Edman Memorial Chapel is an auditorium facility on the campus of Wheaton College in Wheaton, Illinois. Its primary purpose is as a chapel, though it is also used for numerous concerts and other large events. The auditorium itself seats almost 2400; the facility also includes support space for the auditorium, separate event spaces in its East Wing, and instructional space for the College's music program. The facility is located at the northeast corner of Washington and Franklin Streets in Wheaton; its tower is visible for miles around.

==History==
The chapel was part of Wheaton College's expansion program for its centennial year of 1960. At the time, the College had two spaces for large audiences, but neither could accommodate the audiences for many all-campus events. After two rejected proposals, the plans for a new chapel-auditorium drawn by the firm of J. Emil Anderson and Son were finally chosen in the summer of 1959. Ground was broken at Commencement 1959.

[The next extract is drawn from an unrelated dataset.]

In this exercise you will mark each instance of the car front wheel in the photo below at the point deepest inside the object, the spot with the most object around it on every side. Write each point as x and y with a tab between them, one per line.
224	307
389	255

The first regular morning chapel service was held in the new chapel-auditorium on May 16, 1960. At that time, the entire student body, both undergraduate and graduate, as well as the entire faculty and staff, could be comfortably accommodated in the auditorium, with room to spare for friends and visitors from the community. A month later, at Commencement, the building was named in honor of Wheaton's then-president, Dr. V. Raymond Edman.

==Organ==
In 2001, a four-manual, 50-stop, 70-rank Casavant Tracker Pipe Organ was installed. The instrument is the largest of its type in the area.

==Usage==
During the fall and spring semesters, the auditorium is the location of regular undergraduate chapel, every Monday, Wednesday, and Friday morning at 10:35. The auditorium is also used for major Conservatory concerts and the Wheaton College Artist Series, a series of professional performing artists. Commencement exercises, major lectures, and many other special large events are held in the auditorium as well.

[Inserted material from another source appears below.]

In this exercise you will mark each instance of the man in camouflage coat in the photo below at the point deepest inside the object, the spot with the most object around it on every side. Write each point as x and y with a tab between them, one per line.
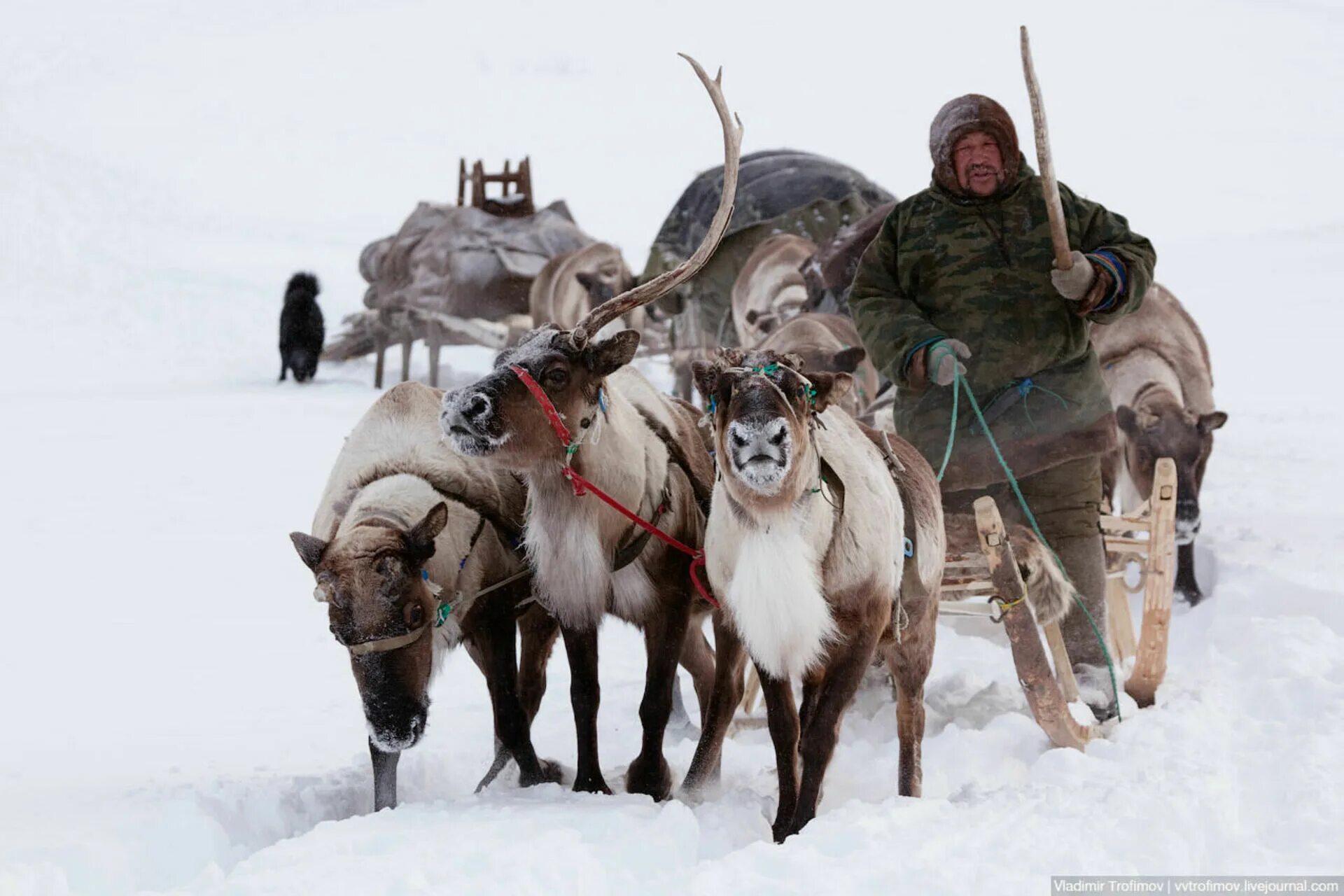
961	279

Uses outside of Wheaton College programming include an annual concert series presented by the Chicago Symphony Orchestra.

==2009 renovation==
As part of the 2005-2010 Promise of Wheaton Campaign, an addition was constructed at the back of Edman Chapel to provide instructional space for the Wheaton College Conservatory of Music, which had outgrown its quarters in nearby McAlister Hall and Pierce Chapel. This addition includes a large rehearsal hall for the band and orchestra, named for alumni John Nelson and his wife, Anita. The addition also included instructional space for harp, percussion, and string bass.